I distribute. You re-distribute. He gives your hard-earned money to lazy scroungers. -- JakeS
by Migeru (migeru at eurotrib dot com) on Thu Dec 6th, 2012 at 10:30:34 AM EST
Here's some EU Council policy awesomeness: Stages towards a genuine EMU [PDF].

I distribute. You re-distribute. He gives your hard-earned money to lazy scroungers. -- JakeS
by Migeru (migeru at eurotrib dot com) on Thu Dec 6th, 2012 at 11:11:18 AM EST
WTF?
by Colman (colman at eurotrib.com) on Thu Dec 6th, 2012 at 11:33:13 AM EST
[ Parent ]
Herman's aides have mastered the art of project flow diagrams, clearly.

I distribute. You re-distribute. He gives your hard-earned money to lazy scroungers. -- JakeS
by Migeru (migeru at eurotrib dot com) on Thu Dec 6th, 2012 at 01:15:57 PM EST
[ Parent ]
Is that what Herman doddles when he's not scribbling haikus?
by afew (afew(a in a circle)eurotrib_dot_com) on Thu Dec 6th, 2012 at 12:13:51 PM EST
[ Parent ]
Yes, doddles, but doodles.
by afew (afew(a in a circle)eurotrib_dot_com) on Thu Dec 6th, 2012 at 12:14:09 PM EST
[ Parent ]
Oodles of doodles
exhausting the brainpower
of Herman&co.

I distribute. You re-distribute. He gives your hard-earned money to lazy scroungers. -- JakeS
by Migeru (migeru at eurotrib dot com) on Thu Dec 6th, 2012 at 01:14:40 PM EST
[ Parent ]
EU Observer: National parliaments 'not best' for EU's interests
The paper - put together by EU council president Herman Van Rompuy and published Thursday (6 December) - lays out a loose time framework for achieving "genuine economic and monetary union."

...

It points out that while state budgets are at the "heart" of parliamentary democracies, national assemblies "are not in the best position" to take the "common interest" of the union into account.

...

It will be the European Parliament that "first and foremost" will be given more oversight powers as more economic and monetary powers are given to the EU level.

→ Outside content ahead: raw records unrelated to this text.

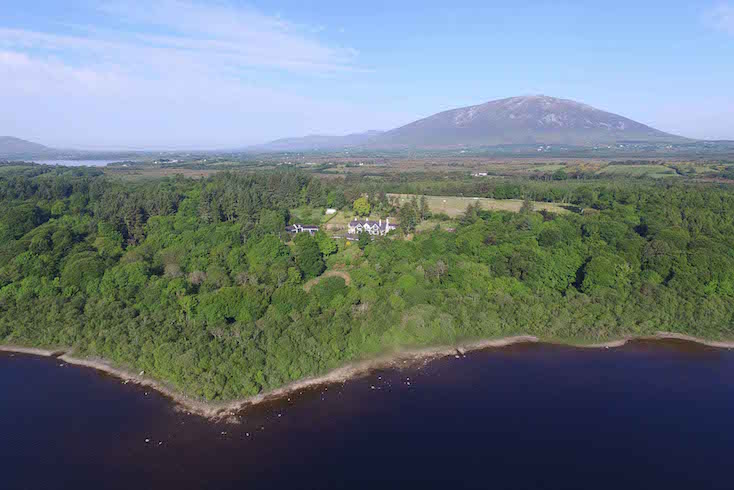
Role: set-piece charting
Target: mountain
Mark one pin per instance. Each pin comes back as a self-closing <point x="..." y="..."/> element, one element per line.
<point x="317" y="142"/>
<point x="15" y="147"/>
<point x="521" y="121"/>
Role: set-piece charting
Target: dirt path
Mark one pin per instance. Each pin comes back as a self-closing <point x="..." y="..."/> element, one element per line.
<point x="315" y="281"/>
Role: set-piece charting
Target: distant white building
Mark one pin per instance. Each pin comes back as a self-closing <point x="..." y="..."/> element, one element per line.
<point x="375" y="228"/>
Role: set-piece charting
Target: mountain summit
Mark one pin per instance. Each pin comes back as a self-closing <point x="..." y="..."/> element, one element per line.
<point x="14" y="147"/>
<point x="534" y="119"/>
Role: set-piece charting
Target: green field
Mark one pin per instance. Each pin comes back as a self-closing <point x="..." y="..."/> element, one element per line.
<point x="455" y="206"/>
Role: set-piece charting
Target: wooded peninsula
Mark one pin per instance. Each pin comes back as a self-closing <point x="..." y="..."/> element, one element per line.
<point x="201" y="285"/>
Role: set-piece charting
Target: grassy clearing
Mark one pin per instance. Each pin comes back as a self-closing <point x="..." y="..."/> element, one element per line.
<point x="344" y="275"/>
<point x="455" y="206"/>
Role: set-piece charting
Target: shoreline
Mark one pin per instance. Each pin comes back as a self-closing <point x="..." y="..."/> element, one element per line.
<point x="226" y="410"/>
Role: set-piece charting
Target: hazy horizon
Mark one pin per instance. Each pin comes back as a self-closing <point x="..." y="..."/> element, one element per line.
<point x="187" y="75"/>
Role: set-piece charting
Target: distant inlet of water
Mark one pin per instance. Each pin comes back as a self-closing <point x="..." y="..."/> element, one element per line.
<point x="646" y="415"/>
<point x="77" y="163"/>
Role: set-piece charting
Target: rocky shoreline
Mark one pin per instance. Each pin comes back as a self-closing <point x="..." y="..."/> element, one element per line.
<point x="225" y="410"/>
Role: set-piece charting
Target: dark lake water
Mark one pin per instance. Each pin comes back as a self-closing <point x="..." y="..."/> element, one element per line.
<point x="649" y="415"/>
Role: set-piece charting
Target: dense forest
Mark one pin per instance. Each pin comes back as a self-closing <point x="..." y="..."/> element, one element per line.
<point x="197" y="283"/>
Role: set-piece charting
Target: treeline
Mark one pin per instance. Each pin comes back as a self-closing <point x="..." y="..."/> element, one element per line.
<point x="196" y="283"/>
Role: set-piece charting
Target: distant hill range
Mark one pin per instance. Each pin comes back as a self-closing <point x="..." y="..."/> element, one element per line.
<point x="317" y="142"/>
<point x="528" y="120"/>
<point x="11" y="147"/>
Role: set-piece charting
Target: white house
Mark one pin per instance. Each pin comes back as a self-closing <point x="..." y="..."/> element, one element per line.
<point x="374" y="228"/>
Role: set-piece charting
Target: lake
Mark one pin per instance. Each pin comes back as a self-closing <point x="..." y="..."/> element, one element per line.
<point x="648" y="415"/>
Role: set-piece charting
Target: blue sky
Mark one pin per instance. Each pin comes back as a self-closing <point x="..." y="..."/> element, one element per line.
<point x="192" y="74"/>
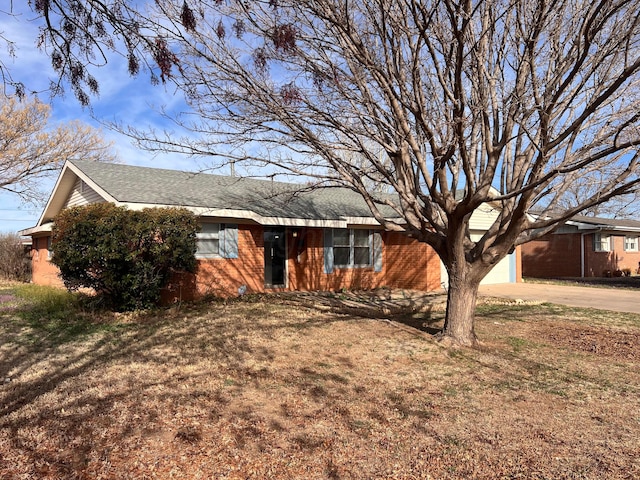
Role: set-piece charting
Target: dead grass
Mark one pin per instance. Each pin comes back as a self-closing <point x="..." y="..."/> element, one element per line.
<point x="279" y="388"/>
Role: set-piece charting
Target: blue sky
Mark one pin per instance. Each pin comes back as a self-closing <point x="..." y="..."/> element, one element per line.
<point x="122" y="99"/>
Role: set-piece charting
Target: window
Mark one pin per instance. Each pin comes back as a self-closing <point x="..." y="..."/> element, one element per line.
<point x="208" y="240"/>
<point x="601" y="243"/>
<point x="351" y="248"/>
<point x="217" y="240"/>
<point x="630" y="244"/>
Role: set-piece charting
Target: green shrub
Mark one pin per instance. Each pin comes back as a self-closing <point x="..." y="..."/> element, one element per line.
<point x="15" y="263"/>
<point x="126" y="256"/>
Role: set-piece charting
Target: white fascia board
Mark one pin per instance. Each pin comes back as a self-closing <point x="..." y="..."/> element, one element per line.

I distribute. You re-distribute. He gives your hard-earned money to lazy scroungers. -- JakeS
by Migeru (migeru at eurotrib dot com) on Thu Dec 6th, 2012 at 11:58:30 AM EST
EUobserver.com / Political Affairs / National parliaments 'not best' for EU's interests

EU officials believe that all euro states should eventually be obliged to sign up to reform "contracts" as a way of ensuring that unpopular structural changes are made - building still further on the already powerful budgetary oversight powers that the European Commission has been given since the onset of the financial crisis.

These contracts would be the result of "intense dialogue between each member state and EU institutions" and would run to several year - although they could be changed if the government changed.

by afew (afew(a in a circle)eurotrib_dot_com) on Thu Dec 6th, 2012 at 12:19:18 PM EST
[ Parent ]
They could just copy the USSR Supreme Soviet. What next, citizen rights are not good for EU?

After the Lithuanian elections in October, the president Grybauskaite is making obstacles for Darbo Partija suggested ministers. The government is going to be confirmed without 2 ministers still.